Sénégal : l’appui surprise de Bassirou Diomaye Faye à Macky Sall pour l’ONU

Le chef de l’État sénégalais endosse la candidature de Macky Sall à l’ONU

Trois jours après avoir reçu Macky Sall au palais présidentiel de Dakar, Bassirou Diomaye Faye a annoncé, ce lundi 20 juillet, le plein soutien du Sénégal à la candidature de son prédécesseur au poste de secrétaire général des Nations unies. Cette décision s’appuie sur une mobilisation totale de l’appareil diplomatique sénégalais, présentant officiellement cette candidature comme celle de tout un pays.

Macky Sall s'exprime lors d'une audition pour sa candidature au poste de secrétaire général de l'ONU à New York, en avril 2026.

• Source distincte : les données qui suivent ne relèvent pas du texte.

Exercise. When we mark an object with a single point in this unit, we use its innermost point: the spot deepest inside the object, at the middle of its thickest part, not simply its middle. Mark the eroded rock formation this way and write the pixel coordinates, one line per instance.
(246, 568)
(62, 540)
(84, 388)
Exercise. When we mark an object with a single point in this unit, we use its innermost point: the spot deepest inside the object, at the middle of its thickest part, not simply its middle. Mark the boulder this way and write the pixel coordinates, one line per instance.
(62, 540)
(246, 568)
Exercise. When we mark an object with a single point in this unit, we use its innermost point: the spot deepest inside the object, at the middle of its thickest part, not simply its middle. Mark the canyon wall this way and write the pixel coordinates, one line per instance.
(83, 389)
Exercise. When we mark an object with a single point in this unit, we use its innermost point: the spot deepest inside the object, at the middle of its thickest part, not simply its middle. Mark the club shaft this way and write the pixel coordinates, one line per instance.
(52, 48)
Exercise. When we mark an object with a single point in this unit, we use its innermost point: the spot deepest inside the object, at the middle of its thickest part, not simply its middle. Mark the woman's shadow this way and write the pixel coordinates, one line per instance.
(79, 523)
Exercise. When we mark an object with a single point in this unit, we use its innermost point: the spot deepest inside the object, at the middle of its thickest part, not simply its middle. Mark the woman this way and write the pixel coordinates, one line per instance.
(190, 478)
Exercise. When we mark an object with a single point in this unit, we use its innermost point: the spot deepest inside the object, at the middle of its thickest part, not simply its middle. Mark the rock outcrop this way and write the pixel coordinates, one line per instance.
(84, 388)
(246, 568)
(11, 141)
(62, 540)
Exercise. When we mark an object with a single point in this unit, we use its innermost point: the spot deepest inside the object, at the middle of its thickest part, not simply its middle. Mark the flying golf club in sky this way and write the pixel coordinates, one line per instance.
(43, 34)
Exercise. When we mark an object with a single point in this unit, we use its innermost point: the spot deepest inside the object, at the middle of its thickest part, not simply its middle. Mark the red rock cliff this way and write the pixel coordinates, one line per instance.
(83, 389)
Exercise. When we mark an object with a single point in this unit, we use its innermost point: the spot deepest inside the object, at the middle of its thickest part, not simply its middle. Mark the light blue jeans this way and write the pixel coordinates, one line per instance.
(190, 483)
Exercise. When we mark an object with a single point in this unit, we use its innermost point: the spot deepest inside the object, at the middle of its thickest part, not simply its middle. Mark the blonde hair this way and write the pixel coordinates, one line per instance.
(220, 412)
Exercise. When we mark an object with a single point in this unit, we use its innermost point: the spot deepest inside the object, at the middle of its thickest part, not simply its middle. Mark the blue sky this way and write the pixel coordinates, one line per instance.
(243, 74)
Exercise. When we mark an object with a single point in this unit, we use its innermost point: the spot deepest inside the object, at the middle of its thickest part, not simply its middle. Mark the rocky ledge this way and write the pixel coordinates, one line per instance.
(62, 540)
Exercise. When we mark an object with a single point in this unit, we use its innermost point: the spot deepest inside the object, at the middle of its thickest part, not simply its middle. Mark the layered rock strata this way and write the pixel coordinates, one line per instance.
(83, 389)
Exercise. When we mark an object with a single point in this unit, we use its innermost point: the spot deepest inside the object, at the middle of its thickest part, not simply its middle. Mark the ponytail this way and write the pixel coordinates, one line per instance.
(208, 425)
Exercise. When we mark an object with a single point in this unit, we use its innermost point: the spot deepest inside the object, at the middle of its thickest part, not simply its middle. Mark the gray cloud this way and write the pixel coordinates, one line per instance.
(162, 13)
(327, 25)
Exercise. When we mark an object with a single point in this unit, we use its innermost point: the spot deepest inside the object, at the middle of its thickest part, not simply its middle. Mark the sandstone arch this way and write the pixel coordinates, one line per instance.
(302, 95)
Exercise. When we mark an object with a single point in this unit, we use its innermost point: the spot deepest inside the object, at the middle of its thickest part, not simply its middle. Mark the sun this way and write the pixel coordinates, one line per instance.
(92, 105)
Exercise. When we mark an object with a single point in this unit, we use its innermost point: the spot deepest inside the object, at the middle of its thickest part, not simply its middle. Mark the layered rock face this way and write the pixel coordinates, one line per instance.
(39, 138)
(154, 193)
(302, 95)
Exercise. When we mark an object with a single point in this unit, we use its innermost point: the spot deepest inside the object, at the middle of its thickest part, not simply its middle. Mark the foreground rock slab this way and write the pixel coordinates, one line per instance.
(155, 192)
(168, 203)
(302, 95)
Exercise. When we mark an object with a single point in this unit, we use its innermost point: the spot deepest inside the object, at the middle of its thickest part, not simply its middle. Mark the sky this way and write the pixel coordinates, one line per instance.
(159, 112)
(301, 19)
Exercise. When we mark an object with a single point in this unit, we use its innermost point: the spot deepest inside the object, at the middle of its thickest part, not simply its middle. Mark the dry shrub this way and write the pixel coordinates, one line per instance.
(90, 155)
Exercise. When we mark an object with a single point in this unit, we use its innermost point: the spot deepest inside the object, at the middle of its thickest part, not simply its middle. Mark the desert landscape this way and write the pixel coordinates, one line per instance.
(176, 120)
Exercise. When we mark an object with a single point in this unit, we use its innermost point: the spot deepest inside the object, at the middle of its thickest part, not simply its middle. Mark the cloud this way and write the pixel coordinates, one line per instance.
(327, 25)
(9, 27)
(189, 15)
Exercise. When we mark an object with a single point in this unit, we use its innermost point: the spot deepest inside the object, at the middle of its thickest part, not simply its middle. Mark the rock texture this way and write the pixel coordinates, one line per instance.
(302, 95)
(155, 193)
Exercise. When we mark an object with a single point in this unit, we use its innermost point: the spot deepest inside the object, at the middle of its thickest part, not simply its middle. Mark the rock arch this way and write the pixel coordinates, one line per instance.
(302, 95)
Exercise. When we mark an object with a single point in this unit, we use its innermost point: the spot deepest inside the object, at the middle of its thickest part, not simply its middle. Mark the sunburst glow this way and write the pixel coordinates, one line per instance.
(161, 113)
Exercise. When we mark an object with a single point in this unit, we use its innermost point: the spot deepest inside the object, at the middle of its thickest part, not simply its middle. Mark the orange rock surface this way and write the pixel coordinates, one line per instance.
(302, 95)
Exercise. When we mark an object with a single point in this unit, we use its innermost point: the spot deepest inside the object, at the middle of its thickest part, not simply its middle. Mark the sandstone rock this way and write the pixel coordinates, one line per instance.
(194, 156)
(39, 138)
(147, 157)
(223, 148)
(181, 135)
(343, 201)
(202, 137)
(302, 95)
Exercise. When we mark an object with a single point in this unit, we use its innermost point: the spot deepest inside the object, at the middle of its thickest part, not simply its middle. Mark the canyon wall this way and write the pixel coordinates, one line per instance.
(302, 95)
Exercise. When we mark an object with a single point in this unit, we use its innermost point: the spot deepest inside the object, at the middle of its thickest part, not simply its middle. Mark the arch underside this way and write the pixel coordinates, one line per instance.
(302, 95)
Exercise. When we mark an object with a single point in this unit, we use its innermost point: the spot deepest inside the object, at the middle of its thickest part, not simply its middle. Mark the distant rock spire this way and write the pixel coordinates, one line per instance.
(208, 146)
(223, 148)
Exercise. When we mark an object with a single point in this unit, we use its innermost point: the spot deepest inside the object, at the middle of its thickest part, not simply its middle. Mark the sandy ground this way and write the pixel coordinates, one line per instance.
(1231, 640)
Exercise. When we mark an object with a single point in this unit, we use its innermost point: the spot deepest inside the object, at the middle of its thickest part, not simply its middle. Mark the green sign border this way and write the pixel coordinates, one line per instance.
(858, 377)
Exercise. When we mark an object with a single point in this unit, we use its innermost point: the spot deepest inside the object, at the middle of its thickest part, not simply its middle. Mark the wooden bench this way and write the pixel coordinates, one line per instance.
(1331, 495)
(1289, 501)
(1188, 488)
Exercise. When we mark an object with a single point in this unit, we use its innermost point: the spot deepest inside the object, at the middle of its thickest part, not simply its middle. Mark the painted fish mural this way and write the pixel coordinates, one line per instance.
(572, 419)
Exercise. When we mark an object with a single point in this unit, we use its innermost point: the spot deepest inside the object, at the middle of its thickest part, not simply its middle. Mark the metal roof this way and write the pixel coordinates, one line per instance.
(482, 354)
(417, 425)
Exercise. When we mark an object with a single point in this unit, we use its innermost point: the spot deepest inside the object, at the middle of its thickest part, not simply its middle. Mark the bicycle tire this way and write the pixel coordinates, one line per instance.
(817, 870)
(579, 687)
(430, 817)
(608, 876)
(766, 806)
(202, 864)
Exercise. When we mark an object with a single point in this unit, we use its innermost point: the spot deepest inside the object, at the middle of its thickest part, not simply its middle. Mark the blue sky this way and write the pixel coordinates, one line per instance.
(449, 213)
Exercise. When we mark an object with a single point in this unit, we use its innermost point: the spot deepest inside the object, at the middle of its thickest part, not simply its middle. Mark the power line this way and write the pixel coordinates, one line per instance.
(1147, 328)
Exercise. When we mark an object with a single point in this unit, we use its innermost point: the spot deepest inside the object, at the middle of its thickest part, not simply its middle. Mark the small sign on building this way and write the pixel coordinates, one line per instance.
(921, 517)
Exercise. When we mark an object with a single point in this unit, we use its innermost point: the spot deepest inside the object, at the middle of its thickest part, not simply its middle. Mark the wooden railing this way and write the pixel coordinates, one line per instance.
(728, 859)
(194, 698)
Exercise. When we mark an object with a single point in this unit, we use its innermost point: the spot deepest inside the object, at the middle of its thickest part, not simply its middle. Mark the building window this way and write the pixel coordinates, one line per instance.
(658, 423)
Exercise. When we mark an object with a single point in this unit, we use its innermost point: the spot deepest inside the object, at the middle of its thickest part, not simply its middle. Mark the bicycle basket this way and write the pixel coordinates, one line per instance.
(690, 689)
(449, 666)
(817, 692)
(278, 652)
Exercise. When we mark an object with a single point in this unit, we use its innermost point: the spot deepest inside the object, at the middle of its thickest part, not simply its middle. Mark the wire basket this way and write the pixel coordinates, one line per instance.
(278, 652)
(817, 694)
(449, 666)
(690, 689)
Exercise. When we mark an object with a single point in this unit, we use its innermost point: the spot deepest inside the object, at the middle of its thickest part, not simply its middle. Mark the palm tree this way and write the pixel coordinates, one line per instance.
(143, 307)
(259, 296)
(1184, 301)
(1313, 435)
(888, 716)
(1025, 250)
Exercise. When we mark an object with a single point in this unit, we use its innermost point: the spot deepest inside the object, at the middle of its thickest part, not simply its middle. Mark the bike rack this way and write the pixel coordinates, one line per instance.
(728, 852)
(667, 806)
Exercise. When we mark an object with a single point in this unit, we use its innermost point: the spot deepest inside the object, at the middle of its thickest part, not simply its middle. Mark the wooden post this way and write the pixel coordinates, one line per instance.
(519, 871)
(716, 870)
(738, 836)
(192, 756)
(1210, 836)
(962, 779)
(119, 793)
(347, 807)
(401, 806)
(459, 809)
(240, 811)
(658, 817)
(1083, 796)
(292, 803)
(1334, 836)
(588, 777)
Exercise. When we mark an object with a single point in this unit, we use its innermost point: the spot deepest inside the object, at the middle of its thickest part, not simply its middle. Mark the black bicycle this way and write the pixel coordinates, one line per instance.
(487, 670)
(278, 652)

Un revirement diplomatique majeur

Cette volte-face, survenue après des mois de réserves exprimées en mars et une opposition initiale au sein de l’Union africaine, marque un tournant décisif. Le dossier de Macky Sall se trouve considérablement renforcé : il peut désormais se prévaloir du soutien officiel de l’État qu’il a dirigé pendant douze ans. Mais qu’est-ce qui a motivé ce changement de position du président sénégalais ?

Cette décision pourrait également alimenter les tensions avec son ancien Premier ministre, Ousmane Sonko, dont les relations avec Bassirou Diomaye Faye restent fragiles. Les observateurs s’interrogent : cette alliance inattendue annonce-t-elle une nouvelle dynamique politique au Sénégal ou, au contraire, une polarisation accrue des forces en présence ?

Les enjeux d’une candidature sous haute tension

La candidature de Macky Sall à l’ONU s’inscrit dans un contexte géopolitique complexe. Après avoir été contestée en début d’année, elle bénéficie désormais d’un appui institutionnel fort. Cette mobilisation diplomatique du Sénégal pourrait-elle suffire à faire pencher la balance en sa faveur lors des négociations internationales ?

Les prochaines semaines seront déterminantes pour évaluer l’impact réel de ce soutien. Entre stratégie politique, calculs diplomatiques et dynamiques internes, la route vers New York semble plus que jamais semée d’embûches pour l’ancien président.